The research firm observed that KNM has just secured new orders worth RM143 million for Impress Ethanol Co Ltd’s bioethanol project in Chachaengsao, Thailand.
The project involved the engineering, procurement, construction and commisioning (EPCC) of a cassava-based bioethanol plant which will have a capacity of 200,000 litres per day. It was reported that the project was expected to be completed within 18 months.

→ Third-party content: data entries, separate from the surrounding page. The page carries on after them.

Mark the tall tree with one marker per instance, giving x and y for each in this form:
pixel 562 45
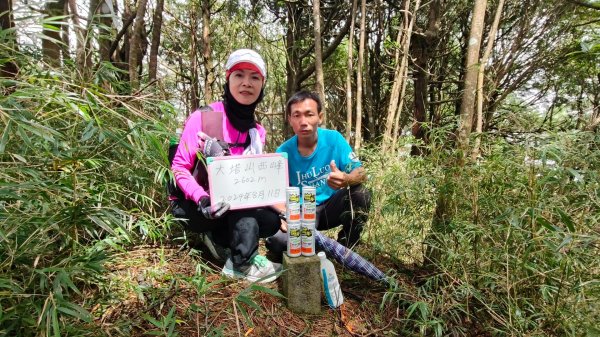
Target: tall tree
pixel 51 48
pixel 467 105
pixel 209 72
pixel 193 56
pixel 104 27
pixel 9 67
pixel 136 52
pixel 155 44
pixel 401 65
pixel 349 73
pixel 320 82
pixel 480 76
pixel 359 71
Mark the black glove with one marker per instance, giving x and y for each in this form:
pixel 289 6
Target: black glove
pixel 219 209
pixel 215 148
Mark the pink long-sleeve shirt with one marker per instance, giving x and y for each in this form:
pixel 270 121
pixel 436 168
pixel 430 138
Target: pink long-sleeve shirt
pixel 185 157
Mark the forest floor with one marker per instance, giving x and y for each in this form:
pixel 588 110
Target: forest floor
pixel 148 282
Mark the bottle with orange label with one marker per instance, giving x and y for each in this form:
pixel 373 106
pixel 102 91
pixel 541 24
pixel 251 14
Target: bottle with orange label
pixel 294 247
pixel 309 203
pixel 308 238
pixel 292 204
pixel 292 213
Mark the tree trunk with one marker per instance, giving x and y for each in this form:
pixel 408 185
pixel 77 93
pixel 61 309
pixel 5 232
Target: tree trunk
pixel 320 82
pixel 66 41
pixel 8 69
pixel 105 29
pixel 349 74
pixel 156 30
pixel 467 105
pixel 84 52
pixel 194 89
pixel 422 49
pixel 399 81
pixel 480 78
pixel 209 74
pixel 135 51
pixel 359 70
pixel 50 43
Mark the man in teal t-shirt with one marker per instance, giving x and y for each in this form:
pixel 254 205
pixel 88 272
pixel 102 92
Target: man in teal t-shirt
pixel 323 158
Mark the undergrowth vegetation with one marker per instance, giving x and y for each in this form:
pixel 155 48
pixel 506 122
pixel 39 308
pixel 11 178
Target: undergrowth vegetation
pixel 515 247
pixel 81 170
pixel 505 245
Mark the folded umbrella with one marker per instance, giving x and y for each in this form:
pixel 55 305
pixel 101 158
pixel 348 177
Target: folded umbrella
pixel 348 258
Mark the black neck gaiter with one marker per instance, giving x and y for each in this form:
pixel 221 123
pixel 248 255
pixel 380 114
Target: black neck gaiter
pixel 241 116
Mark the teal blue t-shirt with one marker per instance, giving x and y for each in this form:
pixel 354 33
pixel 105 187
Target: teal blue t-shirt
pixel 314 169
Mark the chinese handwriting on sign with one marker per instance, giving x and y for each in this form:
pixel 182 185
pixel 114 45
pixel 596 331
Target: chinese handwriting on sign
pixel 248 181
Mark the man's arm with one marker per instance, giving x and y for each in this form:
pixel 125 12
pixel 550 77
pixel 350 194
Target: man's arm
pixel 338 179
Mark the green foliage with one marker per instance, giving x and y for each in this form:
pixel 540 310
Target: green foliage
pixel 518 254
pixel 78 176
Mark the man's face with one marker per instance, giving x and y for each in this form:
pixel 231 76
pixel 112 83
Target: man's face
pixel 304 118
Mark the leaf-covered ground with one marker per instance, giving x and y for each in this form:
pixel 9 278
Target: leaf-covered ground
pixel 145 283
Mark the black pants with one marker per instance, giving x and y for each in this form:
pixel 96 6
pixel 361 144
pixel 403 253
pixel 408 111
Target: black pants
pixel 347 207
pixel 239 230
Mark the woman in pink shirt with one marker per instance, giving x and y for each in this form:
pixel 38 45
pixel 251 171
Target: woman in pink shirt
pixel 238 230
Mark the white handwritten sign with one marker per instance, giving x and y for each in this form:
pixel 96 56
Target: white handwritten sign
pixel 248 181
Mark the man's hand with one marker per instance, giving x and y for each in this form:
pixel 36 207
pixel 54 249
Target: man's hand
pixel 337 179
pixel 212 147
pixel 218 211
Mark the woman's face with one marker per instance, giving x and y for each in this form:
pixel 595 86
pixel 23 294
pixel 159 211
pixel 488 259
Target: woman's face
pixel 245 85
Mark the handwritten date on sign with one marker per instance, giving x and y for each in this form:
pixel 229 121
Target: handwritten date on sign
pixel 248 181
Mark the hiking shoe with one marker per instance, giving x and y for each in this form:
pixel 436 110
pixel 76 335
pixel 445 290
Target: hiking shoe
pixel 258 269
pixel 218 252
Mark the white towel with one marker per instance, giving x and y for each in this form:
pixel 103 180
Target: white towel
pixel 255 146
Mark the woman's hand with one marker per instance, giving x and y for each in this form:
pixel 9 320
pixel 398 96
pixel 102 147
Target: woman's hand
pixel 212 147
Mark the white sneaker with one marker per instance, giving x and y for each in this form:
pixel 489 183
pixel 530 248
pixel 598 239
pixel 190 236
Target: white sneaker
pixel 258 269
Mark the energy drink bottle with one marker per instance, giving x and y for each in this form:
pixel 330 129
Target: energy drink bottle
pixel 309 203
pixel 308 238
pixel 294 248
pixel 292 204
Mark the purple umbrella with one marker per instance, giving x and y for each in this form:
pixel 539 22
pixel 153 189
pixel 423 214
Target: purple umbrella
pixel 348 258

Meanwhile, AmResearch pointed out that KNM also considered a joint venture with China’s largest oil and gas producer and supplier, China National Petroleum Corporation (CNPC), to supply valves for China’s gas and pipeline projects such as the West East Link pipeline. It also noted that CNPC was keen on the valve produced by KNM’s Berlin-based procurement equipment maker Borsig GmbH due to its track record. It stated that these valves were sourced from Schuck and Cameron.
In addition, the research firm also noted that KNM was looking to provide compressors for the gas station to pump the natural gas to the underground bunker for storage apart from the valves to CNPC.
AmResearch also noted that KNM may choose to close some overseas operations to reduce the group’s overheads if new orders remained weak.
Therefore, the research firm reiterated its neutral recommendation on the medium term outlook for KNM. It pegged its share price at RM0.82 per share based on financial year 2010 earnings estimates and price earnings of 13 times.
On the other hand, OSK Research Sdn Bhd (OSK Research) was optimistic that KNM would secure some of the oil and gas contracts in the near future. This included RM500 million to RM600 million from the Verwater Industrial Services (M) Sdn Bhd joint venture, a portion of the jobs from Saudi Aramco to Technip to build a refinery in Jubail Industry City in Saudi Arabia and some potential projects from the Gorgon liquefied natural gas (LNG) plants.
OSK Research believed that these contracts would contribute more significantly to enhance KNM’s earnings. The research firm was confident that given KNM’s global presence and the fact that crude oil was traded at above US$80 per barrel, KNM group would pick up more oil and gas contracts.
It noted that a higher oil price would make commercial sense for KNM’s customers to start up more projects, especially the non-conventional ones as the conventional production was outdated.
Hence, the research firm upgraded KNM’s rating and pegged a target price of RM0.93 per share for its stock.